By Saturday’s parade, the magic was over. Zdeno Chara, Patrice Bergeron, and Milan Lucic, rode a yellow duck boat, along with the rest of the team, around the city. Their faces were largely bushless — well, Nathan Horton was stubbled in a cologne model sort of way. They wore shorts, jeans, flip-flops, and black Stanley Cup T-shirts. The shirts had a charming cheapness — 50 cents to make and $35 outside TD Garden. They wore them over whatever they’d been wearing before they got on the boat, the way some guys do: Hey, a free commemorative shirt! Together, they looked like they had just invaded the watering hole whose ambiance only minutes before you had come to love. This is a long way of saying: They’d gone back to seeming regular. The beards hadn’t been manscaped. They’d been razed.

Bruin is a folkloric word for bear that implies a whimsical make-believe that the shaved men grinning on the float confirmed Saturday. The cup, of course, was real: A tactile souvenir stolen from a dream. The follicular shrubbery of the finals was now a figment of slumber. But Tim Thomas’ beard rode that boat as a trinket, too. It was smaller than its rusted playoff self. It had been tamed. But it was there to remind us of the hairy glory that had brought us to this disappointingly hairless one. Thomas became the face of the playoffs — his pugnacity, flexibility, and pure skill were exhilarating. He became the beard of playoffs, too. And there was exhilaration in that.
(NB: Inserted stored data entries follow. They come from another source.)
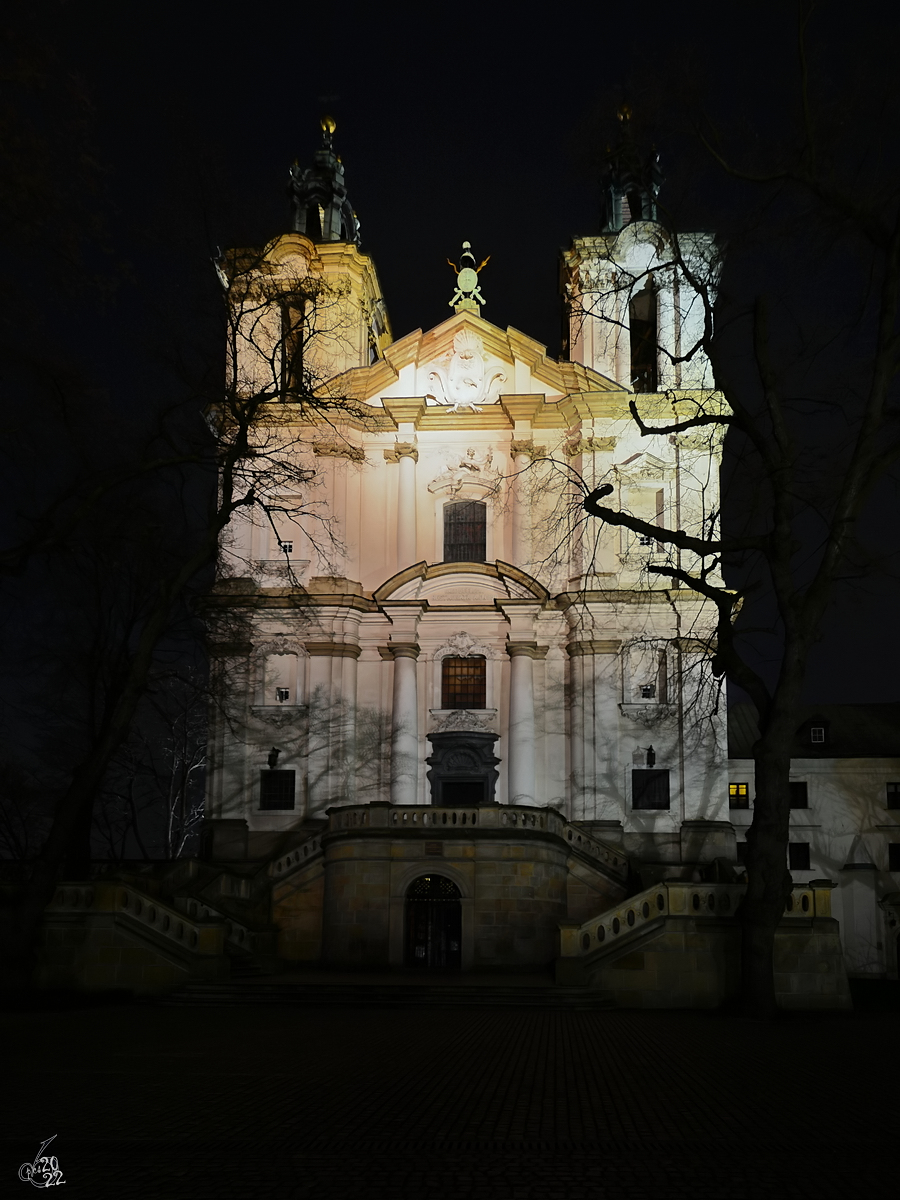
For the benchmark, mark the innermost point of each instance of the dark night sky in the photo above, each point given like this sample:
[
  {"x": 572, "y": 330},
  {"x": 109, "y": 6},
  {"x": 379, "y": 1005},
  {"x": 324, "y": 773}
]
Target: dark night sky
[
  {"x": 473, "y": 123},
  {"x": 480, "y": 124}
]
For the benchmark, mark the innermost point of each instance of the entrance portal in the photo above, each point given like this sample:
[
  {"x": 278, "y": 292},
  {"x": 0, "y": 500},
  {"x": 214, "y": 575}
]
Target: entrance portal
[
  {"x": 463, "y": 768},
  {"x": 433, "y": 923}
]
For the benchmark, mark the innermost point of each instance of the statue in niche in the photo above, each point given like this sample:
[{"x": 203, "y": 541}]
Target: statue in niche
[
  {"x": 467, "y": 468},
  {"x": 460, "y": 377}
]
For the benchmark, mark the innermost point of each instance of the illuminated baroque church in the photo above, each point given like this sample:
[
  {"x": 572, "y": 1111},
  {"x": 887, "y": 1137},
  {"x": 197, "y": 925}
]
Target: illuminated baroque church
[{"x": 465, "y": 726}]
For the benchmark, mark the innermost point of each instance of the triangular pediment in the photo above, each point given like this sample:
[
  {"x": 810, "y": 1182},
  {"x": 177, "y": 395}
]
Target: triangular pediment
[
  {"x": 467, "y": 585},
  {"x": 466, "y": 363}
]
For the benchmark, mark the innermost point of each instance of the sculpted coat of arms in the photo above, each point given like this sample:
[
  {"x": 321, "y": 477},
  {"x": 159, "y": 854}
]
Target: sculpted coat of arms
[{"x": 461, "y": 378}]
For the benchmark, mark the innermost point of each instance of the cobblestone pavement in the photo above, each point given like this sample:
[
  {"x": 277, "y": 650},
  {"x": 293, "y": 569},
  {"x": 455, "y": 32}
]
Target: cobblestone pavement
[{"x": 171, "y": 1103}]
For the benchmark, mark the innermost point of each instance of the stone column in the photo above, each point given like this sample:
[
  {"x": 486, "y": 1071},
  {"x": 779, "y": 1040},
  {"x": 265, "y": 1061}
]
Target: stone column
[
  {"x": 521, "y": 454},
  {"x": 665, "y": 331},
  {"x": 520, "y": 767},
  {"x": 318, "y": 773},
  {"x": 405, "y": 725},
  {"x": 408, "y": 457},
  {"x": 593, "y": 718}
]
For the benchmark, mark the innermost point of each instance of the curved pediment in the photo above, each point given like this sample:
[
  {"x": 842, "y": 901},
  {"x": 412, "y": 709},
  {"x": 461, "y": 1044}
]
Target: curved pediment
[{"x": 461, "y": 583}]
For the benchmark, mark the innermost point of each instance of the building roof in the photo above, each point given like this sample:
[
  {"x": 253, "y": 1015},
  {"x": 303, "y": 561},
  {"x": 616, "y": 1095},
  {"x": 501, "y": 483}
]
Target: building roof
[{"x": 851, "y": 731}]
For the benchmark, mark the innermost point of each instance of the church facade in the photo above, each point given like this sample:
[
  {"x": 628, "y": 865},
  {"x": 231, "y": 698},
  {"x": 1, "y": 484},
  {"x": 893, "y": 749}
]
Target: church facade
[{"x": 462, "y": 724}]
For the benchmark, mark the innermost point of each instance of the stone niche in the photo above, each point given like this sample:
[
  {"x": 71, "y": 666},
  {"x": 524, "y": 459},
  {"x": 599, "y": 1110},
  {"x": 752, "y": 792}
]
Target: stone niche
[{"x": 463, "y": 768}]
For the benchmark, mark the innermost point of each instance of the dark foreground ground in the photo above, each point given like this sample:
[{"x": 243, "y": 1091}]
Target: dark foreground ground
[{"x": 243, "y": 1102}]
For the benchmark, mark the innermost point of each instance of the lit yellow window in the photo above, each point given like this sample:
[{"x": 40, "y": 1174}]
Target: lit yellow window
[{"x": 738, "y": 796}]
If you came to see him as a bear, he was also a paragon of what else a bear could be, a tough, tender vision of love — him loving you, you loving him, him protecting you. Of course, he’s the goalie. You can always sense warmth in Thomas’ beady eyes — not lust or desire, nothing deviant or super freaky, just pure love. He’s the bear that Timothy Treadwell expected to find in “Grizzly Man.” He’s the aberrant bear you bring home from Castro Street to mother. Even in the finals after he’d just laid out a Canuck, he radiated more affection than brutishness or anger. He’ll deck you, but he’ll also water your plants.

A few days ago, we learned that Thomas had plans for the beard. He spent part of his Monday in a salon chair on a stage near Gillette’s headquarters in South Boston and proceeded to allow the barber, Arthur Mirzakan, to apply his blade. Gillette has wrangled other champions into this promotional charity stunt — Johnny Damon and Ben Roethlisberger, to name two. Thomas might have been the company’s kindest, least unsavory cut. When Mirzakan was finished, all that remained was a mustache. It was hard to watch Thomas regard himself and not feel good. The mustache gave him a new touch of class and moved him one from realm of alluring dependability to another. The Bruins’ biggest bear had become the old Brawny paper towel guy.